The court determined that imputation is essential for asserting an in pari delicto defense and clarified that the test for imputation involves whether the defendants acted in good faith. While protecting innocent parties is a primary goal, imputation may apply in cases of auditor negligence, but not when the auditor has not dealt in good faith with the company. The court concluded that the in pari delicto defense can be applicable in auditor-liability settings, contingent on the usual requirements for pleading and proof, particularly in cases involving fraud. However, it is not available if the auditor has engaged in secretive collusion with company officers to misrepresent financial information, which would prevent the assertion of this defense. For a defendant accountant to claim the in pari delicto defense based on an agent's fraud, it must first prove that the agent's fraud can be appropriately imputed to the company, fulfilling specific conditions.

Establishing liability against a corporation for the actions of its agent requires demonstrating that those actions benefited the corporation rather than being adverse to its interests. Under the "adverse interest" exception, a third party cannot impute an agent's misconduct to the corporation if the misconduct only served the agent’s self-interest. Additionally, accountants must engage in "good faith" dealings with the corporation for the in pari delicto defense to apply. This defense hinges on the absence of public policy constraints that would oppose imputation. 

Defendants argue for dismissal of the Receiver's Complaint based on the in pari delicto defense, asserting that the Complaint fails to show any facts against imputation. Specifically, they claim there are no allegations of their knowledge of fraud or collusion with the individual responsible for the financial misstatements. They further argue that the "adverse interest" exception is inapplicable because the alleged fraudster had complete control over the corporation, thus invoking the "sole actor" doctrine, which allows the imputation of fraud if the agent solely represents the principal.

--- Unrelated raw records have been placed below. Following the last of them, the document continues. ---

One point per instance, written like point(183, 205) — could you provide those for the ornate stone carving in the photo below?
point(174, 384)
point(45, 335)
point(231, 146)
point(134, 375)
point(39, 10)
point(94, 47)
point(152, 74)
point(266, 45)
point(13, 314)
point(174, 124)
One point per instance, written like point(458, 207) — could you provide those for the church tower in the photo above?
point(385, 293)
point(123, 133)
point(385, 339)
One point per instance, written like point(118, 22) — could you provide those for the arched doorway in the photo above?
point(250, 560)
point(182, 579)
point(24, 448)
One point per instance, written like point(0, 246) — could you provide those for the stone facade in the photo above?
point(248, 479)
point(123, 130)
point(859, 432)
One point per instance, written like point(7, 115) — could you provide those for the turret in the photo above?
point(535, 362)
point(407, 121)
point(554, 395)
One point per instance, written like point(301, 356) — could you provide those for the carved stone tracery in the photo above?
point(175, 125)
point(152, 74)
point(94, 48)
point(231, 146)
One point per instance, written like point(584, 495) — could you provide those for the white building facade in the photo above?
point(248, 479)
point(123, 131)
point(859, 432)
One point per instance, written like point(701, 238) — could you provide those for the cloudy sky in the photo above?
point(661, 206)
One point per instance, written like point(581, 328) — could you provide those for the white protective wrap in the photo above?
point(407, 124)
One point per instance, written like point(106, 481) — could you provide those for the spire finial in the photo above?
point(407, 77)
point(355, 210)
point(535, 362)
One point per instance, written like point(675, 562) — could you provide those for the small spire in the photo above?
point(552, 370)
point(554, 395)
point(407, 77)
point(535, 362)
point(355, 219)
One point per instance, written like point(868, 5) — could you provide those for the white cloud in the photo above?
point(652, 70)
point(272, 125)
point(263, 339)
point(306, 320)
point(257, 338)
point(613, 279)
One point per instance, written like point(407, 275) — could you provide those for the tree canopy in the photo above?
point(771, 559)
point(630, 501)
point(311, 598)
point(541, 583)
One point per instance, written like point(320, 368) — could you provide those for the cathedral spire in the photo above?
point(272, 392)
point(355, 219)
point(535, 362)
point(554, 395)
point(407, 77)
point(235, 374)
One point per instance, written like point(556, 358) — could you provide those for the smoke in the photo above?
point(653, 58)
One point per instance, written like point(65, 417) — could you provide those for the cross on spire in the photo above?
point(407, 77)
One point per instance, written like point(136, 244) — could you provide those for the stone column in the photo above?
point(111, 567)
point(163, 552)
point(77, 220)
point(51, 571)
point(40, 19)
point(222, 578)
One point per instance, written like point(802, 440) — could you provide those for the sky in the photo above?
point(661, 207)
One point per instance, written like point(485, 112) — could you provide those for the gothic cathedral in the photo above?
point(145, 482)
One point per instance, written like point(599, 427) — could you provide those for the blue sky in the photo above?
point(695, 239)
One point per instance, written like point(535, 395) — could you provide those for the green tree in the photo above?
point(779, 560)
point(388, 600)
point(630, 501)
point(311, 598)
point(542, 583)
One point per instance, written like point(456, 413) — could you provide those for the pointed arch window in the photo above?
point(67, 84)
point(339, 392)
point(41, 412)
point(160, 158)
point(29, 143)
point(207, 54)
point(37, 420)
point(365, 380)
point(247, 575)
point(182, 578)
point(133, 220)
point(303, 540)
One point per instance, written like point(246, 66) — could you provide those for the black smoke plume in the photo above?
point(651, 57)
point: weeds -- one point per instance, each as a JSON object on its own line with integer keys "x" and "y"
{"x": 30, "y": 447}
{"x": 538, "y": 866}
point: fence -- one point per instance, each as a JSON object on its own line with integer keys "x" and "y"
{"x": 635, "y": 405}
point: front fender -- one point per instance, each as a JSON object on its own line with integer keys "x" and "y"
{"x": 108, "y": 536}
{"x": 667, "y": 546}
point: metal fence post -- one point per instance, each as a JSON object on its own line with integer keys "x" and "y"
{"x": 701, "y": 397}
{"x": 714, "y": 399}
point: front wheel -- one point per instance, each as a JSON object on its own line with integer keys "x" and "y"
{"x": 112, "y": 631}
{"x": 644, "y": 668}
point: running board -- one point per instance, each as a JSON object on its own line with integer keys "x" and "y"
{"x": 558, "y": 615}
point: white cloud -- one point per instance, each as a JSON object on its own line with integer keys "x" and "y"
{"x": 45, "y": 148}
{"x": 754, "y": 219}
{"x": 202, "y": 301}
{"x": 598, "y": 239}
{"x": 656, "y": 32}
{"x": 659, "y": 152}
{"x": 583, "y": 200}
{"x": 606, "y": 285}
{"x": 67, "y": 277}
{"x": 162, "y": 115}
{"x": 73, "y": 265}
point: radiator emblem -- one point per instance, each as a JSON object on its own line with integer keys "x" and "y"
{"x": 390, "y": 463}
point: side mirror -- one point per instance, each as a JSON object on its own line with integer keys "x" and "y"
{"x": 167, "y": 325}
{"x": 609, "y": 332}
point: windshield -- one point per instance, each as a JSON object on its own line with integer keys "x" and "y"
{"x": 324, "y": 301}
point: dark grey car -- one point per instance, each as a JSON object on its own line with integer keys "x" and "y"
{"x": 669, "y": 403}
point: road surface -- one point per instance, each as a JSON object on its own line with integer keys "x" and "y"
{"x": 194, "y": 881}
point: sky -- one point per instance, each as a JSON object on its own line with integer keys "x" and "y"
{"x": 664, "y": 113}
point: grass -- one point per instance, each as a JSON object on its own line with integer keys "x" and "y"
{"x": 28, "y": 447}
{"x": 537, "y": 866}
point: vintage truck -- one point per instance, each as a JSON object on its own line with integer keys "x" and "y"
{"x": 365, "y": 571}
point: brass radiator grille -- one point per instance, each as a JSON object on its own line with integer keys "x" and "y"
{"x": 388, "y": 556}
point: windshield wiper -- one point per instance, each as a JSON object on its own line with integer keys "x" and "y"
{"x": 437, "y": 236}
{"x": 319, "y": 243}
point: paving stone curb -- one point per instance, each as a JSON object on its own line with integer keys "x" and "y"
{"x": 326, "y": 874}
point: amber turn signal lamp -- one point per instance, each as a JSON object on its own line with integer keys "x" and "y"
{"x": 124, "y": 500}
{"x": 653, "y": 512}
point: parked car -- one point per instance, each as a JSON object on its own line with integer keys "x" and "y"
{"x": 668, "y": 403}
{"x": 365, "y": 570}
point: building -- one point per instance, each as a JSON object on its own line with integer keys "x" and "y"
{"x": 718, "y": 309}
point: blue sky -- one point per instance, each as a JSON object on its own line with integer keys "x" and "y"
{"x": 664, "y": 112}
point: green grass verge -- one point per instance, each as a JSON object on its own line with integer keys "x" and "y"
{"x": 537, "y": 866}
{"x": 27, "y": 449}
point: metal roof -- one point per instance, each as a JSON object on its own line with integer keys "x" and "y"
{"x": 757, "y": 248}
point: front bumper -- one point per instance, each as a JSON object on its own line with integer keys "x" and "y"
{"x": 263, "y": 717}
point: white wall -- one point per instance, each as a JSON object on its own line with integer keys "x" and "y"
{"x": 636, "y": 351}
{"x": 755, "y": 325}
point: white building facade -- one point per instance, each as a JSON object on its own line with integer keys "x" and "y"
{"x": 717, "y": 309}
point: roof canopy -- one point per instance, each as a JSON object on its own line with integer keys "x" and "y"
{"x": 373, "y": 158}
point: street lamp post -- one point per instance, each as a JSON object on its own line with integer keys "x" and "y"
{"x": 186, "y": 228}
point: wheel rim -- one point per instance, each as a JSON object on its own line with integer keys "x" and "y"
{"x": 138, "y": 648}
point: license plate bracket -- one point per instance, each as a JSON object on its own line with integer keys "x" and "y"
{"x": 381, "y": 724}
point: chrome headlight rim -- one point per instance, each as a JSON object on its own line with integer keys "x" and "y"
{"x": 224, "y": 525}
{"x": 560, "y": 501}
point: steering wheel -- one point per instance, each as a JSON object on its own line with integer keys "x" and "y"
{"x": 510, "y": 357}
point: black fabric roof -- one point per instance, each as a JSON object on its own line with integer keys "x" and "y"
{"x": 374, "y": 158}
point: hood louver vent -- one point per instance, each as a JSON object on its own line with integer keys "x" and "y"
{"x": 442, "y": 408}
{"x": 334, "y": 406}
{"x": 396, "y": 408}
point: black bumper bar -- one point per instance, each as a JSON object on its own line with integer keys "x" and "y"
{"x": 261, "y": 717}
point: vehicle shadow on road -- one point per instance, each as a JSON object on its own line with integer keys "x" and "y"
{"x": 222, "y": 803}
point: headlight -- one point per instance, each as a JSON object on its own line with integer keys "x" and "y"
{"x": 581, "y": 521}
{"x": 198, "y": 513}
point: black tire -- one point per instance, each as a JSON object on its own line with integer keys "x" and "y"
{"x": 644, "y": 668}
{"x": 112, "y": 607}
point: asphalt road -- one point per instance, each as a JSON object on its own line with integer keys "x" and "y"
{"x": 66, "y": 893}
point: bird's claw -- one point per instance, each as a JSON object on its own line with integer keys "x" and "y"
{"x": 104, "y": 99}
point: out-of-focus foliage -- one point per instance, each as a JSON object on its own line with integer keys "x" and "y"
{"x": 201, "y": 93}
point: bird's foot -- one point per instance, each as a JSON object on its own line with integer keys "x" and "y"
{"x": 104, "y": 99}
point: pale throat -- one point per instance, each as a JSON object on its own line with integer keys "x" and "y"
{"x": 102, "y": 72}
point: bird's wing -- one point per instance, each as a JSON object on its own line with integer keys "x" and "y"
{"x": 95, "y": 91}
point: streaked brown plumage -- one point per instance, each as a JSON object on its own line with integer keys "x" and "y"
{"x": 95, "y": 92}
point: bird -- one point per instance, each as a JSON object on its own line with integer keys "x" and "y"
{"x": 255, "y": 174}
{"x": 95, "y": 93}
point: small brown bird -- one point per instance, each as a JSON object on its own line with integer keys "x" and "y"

Defendants assert that the in pari delicto defense can be used against a court-appointed receiver, citing cases from the Seventh Circuit and the Middle District of Florida. However, the court expresses skepticism towards these arguments, noting that the Receiver has not been definitively shown to lack a claim for relief based on the allegations in the Complaint. The court highlights the absence of clear Third Circuit or Pennsylvania authority on the applicability of the in pari delicto defense against receivers and is cautious about relying on Seventh Circuit precedents that may diverge from Pennsylvania law.

Pennsylvania law does not align with Cenco v. Seidman regarding auditor liability, particularly in balancing internal corporate monitoring with traditional liability objectives of fair compensation and deterrence. The court emphasizes that the in pari delicto defense should not be rigidly applied and must consider public policy in its availability. The absence of collusive behavior does not imply that defendants acted in good faith, particularly when allegations suggest otherwise, such as the defendants’ failure to scrutinize suspicious activities linked to Young, who was implicated in a Ponzi scheme. The defendants’ claim for the "sole actor" exception lacks supporting authority, as the complaint indicates that another individual, R. Stewart Strawbridge, had significant involvement with Acorn Capital, thus questioning the applicability of this exception. The court rejects the defendants' argument that the in pari delicto defense absolves them of liability, deeming their legal rationale underdeveloped and oversimplified. The complaint presents sufficient factual allegations to support a plausible claim for relief, leading to the denial of the defendants' motion to dismiss. An order was issued accordingly, denying the motion.